Propionic acid (g / l) 0 0.0 0.0 0.0 24 -14.6 9.5 15.9 48 17.5 21.4 9.5 72 17.7 23.1 24.6 Na lactate (g / l) 0 19.3 21.6 15.8 24 12.0 7.0 6.6 48 1.9 2.9 2.5 72 1.1 2.2 1.2 Glucose (g / l) 0 1.4 6.5 11.9 24 0.8 1.7 7.4 48 0.7 0.7 0.7 72 0.7 0.6 0.6 Turbidity measurement 0 0.140 0.154 0.183 at 578 nm 24 (diluted 1: 100) - 0.181 0.171 0.273 48 0.262 0.356 0.430 72 0.244 0.357 0.454 nitrogen (%) + 72 9.9 8.8 8.3 acetic acid (%) + 72 8.70 8.85 8.35 D-glucose (%) + 72 0.01 0.15 0.20 D-fructose (%) + 72 0.1 0.6 0.5 + in the freeze-dried fermenter broth Tabel 3 Result of the fermentation experiments with P. shermanii pz 3 (based on dry matter. of the starting material) Experiment 1 a b c Starting material (g / l) 100 140 180 Corn steeple Tr. (Z) 10 10 10 Dextrose flowers Tr. (%) 0 4 8 Composition: Std.

Propionic acid (%) 0 0.50 0.43 0.28 24 6.00 5.36 4.62 48 10.70 12.65 7.33 72 16.50 17.35 18.50 Na lactate (%) 0 19.70 11.08 9.88 24 8.90 5.2 3.95 48 4.20 3.79 3.17 72 3.40 4.07 3.28 Glucose (%) 0 4.60 6.14 8.78 24 0.30 4.50 12.28 48 0.10 0.14 8.39 72 0.10 1 0.14 0.89 Table 4 Results of the fermentation experiments with P. techniceum (based on the dry matter of the starting material) Experiment 2 a b c starting material (g / l) 100 120 140 corn steep liquor, drops (%) 10 10 10 cane sugar molasses Tr. (%) 0 2 4 Composition: Std.
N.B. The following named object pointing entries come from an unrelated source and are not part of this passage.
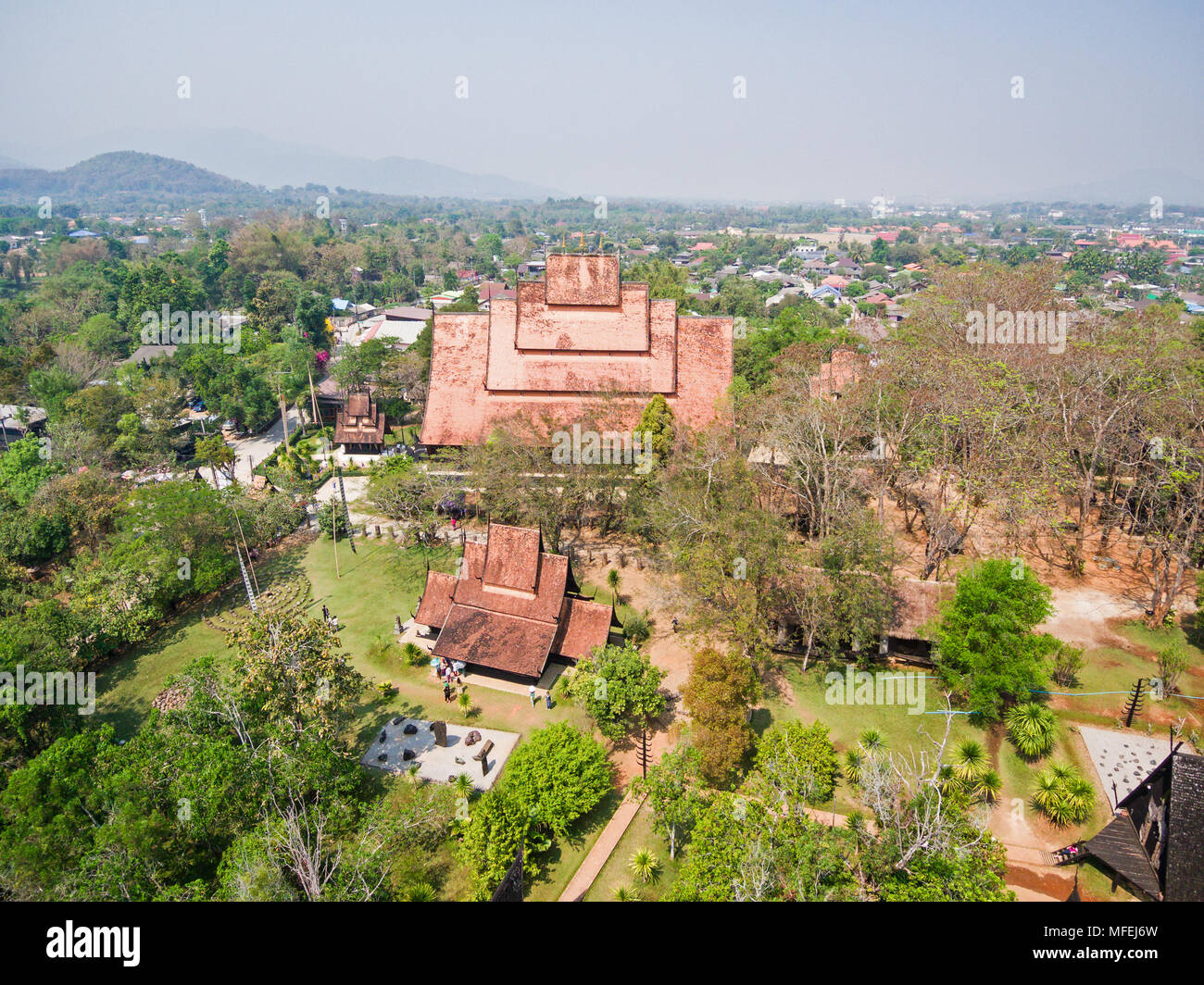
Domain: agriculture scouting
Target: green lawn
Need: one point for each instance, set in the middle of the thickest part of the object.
(1110, 673)
(847, 721)
(561, 861)
(377, 583)
(617, 872)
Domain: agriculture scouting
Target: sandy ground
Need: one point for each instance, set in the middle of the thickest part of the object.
(253, 451)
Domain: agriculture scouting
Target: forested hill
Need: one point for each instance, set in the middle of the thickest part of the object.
(121, 173)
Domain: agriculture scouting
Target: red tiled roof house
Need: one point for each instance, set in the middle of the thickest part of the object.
(360, 425)
(513, 607)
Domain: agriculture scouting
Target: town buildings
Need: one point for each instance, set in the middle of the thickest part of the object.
(577, 333)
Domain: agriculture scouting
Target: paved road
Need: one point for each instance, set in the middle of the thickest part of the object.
(253, 451)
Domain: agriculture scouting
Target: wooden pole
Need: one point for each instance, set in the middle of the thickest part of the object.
(333, 528)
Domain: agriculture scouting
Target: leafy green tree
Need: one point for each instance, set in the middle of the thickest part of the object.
(673, 795)
(1063, 795)
(621, 690)
(1032, 729)
(718, 693)
(986, 651)
(798, 763)
(103, 335)
(294, 677)
(500, 824)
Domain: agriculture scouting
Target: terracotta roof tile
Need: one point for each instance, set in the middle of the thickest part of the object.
(436, 604)
(512, 557)
(583, 627)
(493, 640)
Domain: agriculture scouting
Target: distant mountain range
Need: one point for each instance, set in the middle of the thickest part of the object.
(120, 173)
(1128, 189)
(273, 164)
(194, 164)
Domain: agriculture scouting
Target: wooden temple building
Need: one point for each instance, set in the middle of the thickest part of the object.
(513, 607)
(564, 340)
(359, 425)
(1155, 842)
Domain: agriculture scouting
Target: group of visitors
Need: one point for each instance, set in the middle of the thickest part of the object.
(450, 676)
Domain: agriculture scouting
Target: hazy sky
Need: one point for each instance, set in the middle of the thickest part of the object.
(613, 98)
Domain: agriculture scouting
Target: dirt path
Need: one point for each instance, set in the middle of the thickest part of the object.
(601, 852)
(1085, 616)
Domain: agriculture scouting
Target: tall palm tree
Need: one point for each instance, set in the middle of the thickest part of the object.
(614, 580)
(854, 763)
(1032, 729)
(646, 866)
(986, 788)
(972, 761)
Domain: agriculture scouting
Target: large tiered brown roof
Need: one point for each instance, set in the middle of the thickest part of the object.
(576, 333)
(508, 609)
(359, 421)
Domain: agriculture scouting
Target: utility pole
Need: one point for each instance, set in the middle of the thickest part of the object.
(284, 409)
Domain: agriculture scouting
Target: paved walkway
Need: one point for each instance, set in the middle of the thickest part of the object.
(252, 451)
(602, 848)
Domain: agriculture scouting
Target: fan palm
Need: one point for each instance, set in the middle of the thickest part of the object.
(646, 866)
(1063, 795)
(972, 761)
(614, 580)
(1032, 729)
(854, 761)
(1080, 799)
(986, 788)
(421, 892)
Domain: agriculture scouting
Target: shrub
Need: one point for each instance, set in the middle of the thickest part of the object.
(1063, 795)
(1032, 729)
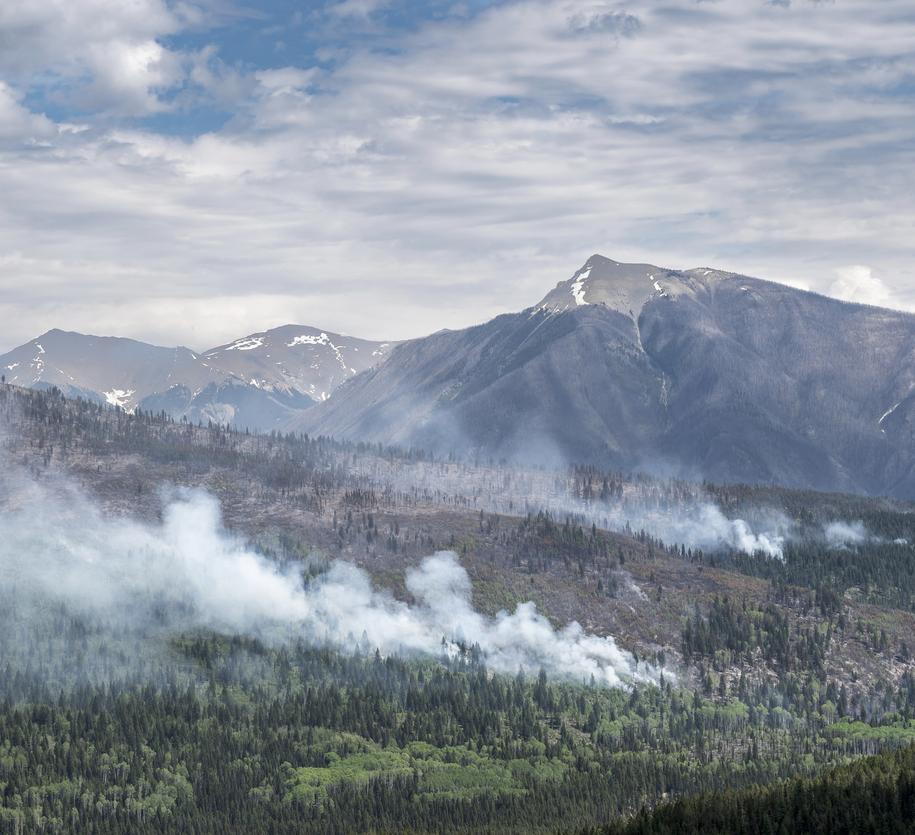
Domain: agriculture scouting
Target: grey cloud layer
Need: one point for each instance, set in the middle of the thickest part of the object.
(460, 176)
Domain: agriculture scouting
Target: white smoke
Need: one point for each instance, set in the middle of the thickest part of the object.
(122, 571)
(706, 527)
(843, 534)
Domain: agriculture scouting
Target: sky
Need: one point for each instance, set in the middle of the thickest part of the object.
(191, 171)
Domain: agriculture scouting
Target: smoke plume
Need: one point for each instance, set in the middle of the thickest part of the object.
(124, 572)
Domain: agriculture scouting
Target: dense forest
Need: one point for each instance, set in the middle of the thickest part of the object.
(873, 796)
(771, 669)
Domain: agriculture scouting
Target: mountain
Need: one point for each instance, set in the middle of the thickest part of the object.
(260, 381)
(698, 373)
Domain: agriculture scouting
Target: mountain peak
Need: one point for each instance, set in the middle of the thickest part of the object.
(625, 288)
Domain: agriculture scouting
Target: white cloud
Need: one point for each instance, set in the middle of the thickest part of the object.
(461, 174)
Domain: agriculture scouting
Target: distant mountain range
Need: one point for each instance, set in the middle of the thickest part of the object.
(697, 373)
(261, 381)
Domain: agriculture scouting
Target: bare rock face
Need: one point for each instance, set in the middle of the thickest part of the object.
(259, 381)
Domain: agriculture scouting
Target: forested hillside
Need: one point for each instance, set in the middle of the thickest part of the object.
(765, 667)
(874, 796)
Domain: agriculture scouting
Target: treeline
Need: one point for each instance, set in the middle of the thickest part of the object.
(114, 731)
(873, 796)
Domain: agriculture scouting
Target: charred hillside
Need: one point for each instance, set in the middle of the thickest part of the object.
(699, 373)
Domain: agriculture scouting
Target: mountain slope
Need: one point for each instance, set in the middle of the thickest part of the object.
(296, 358)
(698, 372)
(259, 382)
(110, 369)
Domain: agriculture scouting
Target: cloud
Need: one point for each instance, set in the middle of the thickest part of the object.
(457, 172)
(100, 54)
(858, 284)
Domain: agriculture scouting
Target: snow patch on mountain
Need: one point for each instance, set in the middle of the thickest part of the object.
(247, 344)
(309, 339)
(119, 397)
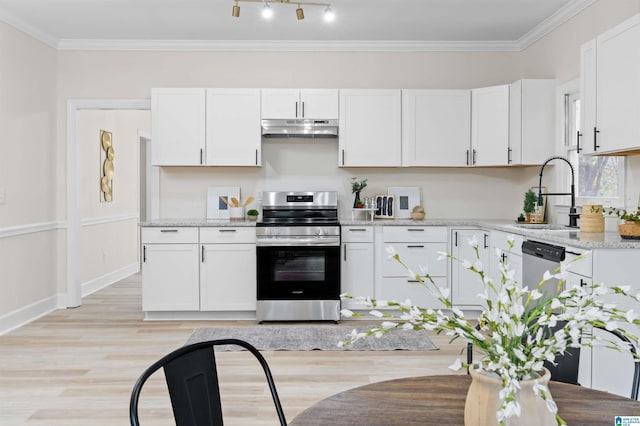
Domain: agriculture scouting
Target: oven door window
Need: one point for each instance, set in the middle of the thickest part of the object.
(298, 273)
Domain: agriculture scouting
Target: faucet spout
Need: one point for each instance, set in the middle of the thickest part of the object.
(573, 215)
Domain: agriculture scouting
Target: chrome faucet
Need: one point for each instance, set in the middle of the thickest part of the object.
(573, 215)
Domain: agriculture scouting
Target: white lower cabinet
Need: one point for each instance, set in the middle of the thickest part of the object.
(512, 257)
(418, 248)
(170, 278)
(357, 264)
(228, 269)
(466, 284)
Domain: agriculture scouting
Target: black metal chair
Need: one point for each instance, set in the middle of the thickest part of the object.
(566, 366)
(192, 381)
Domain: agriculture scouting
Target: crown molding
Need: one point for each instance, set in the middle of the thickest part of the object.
(290, 46)
(560, 17)
(28, 29)
(567, 12)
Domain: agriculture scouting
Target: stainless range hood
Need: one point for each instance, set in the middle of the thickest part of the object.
(300, 128)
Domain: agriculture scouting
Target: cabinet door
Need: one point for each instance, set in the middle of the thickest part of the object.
(370, 128)
(531, 121)
(489, 126)
(170, 278)
(618, 86)
(228, 277)
(465, 284)
(280, 103)
(588, 99)
(319, 104)
(178, 127)
(233, 127)
(416, 255)
(357, 272)
(436, 127)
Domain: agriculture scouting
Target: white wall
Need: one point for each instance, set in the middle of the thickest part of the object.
(28, 228)
(109, 234)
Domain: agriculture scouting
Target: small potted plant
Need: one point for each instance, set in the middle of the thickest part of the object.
(529, 205)
(253, 214)
(630, 229)
(356, 188)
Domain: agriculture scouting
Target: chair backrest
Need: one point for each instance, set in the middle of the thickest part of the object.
(192, 381)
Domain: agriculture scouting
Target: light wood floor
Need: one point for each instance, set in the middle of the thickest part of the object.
(77, 367)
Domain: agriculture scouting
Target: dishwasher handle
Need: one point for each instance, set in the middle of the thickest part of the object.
(544, 250)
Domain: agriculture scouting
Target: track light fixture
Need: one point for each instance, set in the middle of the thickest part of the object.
(267, 12)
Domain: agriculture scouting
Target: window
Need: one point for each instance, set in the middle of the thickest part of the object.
(599, 179)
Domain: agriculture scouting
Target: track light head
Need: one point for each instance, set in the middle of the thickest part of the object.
(267, 12)
(329, 15)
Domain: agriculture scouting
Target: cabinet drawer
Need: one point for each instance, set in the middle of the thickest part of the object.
(499, 239)
(169, 235)
(401, 289)
(357, 234)
(227, 234)
(415, 256)
(426, 234)
(583, 266)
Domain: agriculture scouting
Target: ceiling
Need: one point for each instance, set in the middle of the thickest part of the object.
(359, 24)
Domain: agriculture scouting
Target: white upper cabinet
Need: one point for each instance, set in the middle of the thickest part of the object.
(531, 121)
(206, 127)
(370, 128)
(611, 71)
(489, 126)
(300, 103)
(178, 127)
(233, 127)
(436, 127)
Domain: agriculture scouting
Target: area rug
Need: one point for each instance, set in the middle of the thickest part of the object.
(313, 337)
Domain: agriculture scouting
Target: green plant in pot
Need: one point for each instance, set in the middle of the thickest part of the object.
(529, 205)
(630, 229)
(253, 214)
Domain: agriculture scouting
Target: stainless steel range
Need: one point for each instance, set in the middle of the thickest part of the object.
(298, 257)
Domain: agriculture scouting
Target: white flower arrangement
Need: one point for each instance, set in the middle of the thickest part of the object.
(513, 329)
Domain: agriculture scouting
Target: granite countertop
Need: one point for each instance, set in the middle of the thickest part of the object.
(197, 222)
(558, 234)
Propionic acid (%) 0 0.00 0.00 0.00 24 14.60 7.92 11.37 48 17.50 17.84 6.78 72 17.70 19.25 17.56 Na lactate (%) 0 19.30 18.00 11.28 24 12.00 5.84 4.72 48 1.90 2.42 1.79 72 1.10 1.83 0.86 Glucose (%) 0 1.40 5.42 8.50 24 1 0.80 1.42, 5.28 43 | 0.70 0.58 0.50 72 0.70 0.50 0.43

Claims (8)

Claims 1t1 method for producing a feed for ruminants with high propionate and acetate content by microbiological means as a result, that in an aqueous nutrient medium, which essentially corn steep liquor as the carbon source and ammonia as the nitrogen source contains, propionic acid formers are grown anaerobically at about 25 to 30 ° C, whereupon the fermentation product is neutralized, thickened and optionally converted into a dry product is convicted. 2. The method according to claim 1, characterized in that g e k e n n z e i c h n e t that the nutrient medium as a carbon source is about 10 to about 15% corn steeple dry matter contains and using ammonia as a nitrogen source before fermentation to pH is set in the range from G, O to 7.0, and that during the fermentation of this pH range is maintained by adding ammonia. 3. The method according to the preceding claims, characterized g e k e n It does not point out that the nutrient medium serves as an additional source of carbon sugars in the form of dextrose drains or molasses. 4. The method according to the preceding claims, characterized g e k e n n e i n e t that the fermentation product before thickening neutralized with alkali, calcium and / or magnesium hydroxide and / or carbonate will. 5. The method according to the preceding claims, characterized g e k e n n e c i n e t that the thickened fermentation product may need to be dried before drying. with corn gluten, corn husks and / or corn oil cake or corn germ extraction meal or other by-products of grain processing. 6. The method according to the preceding claims, characterized g e k e n It is noted that such strains of propionic acid formers in the nutrient medium are cultured, which prode essentially propionic acid and acetic acid. 7. The method according to claim 6, characterized in that g e k e n n -z e i c h n e t that selected strains of Propåonibacterium freudenreichii as propionic acid producers, P. shermanii, P. thoenii or P. techniceum can be used. 8.Feed for ruminants with a high propionate and acetate content, produced in a microbiological way through anaerobic cultivation of propionic acid producers in an aqueous nutrient medium, which is essentially corn steep water as the carbon source and ammonia as a nitrogen source, according to any one of the preceding claims.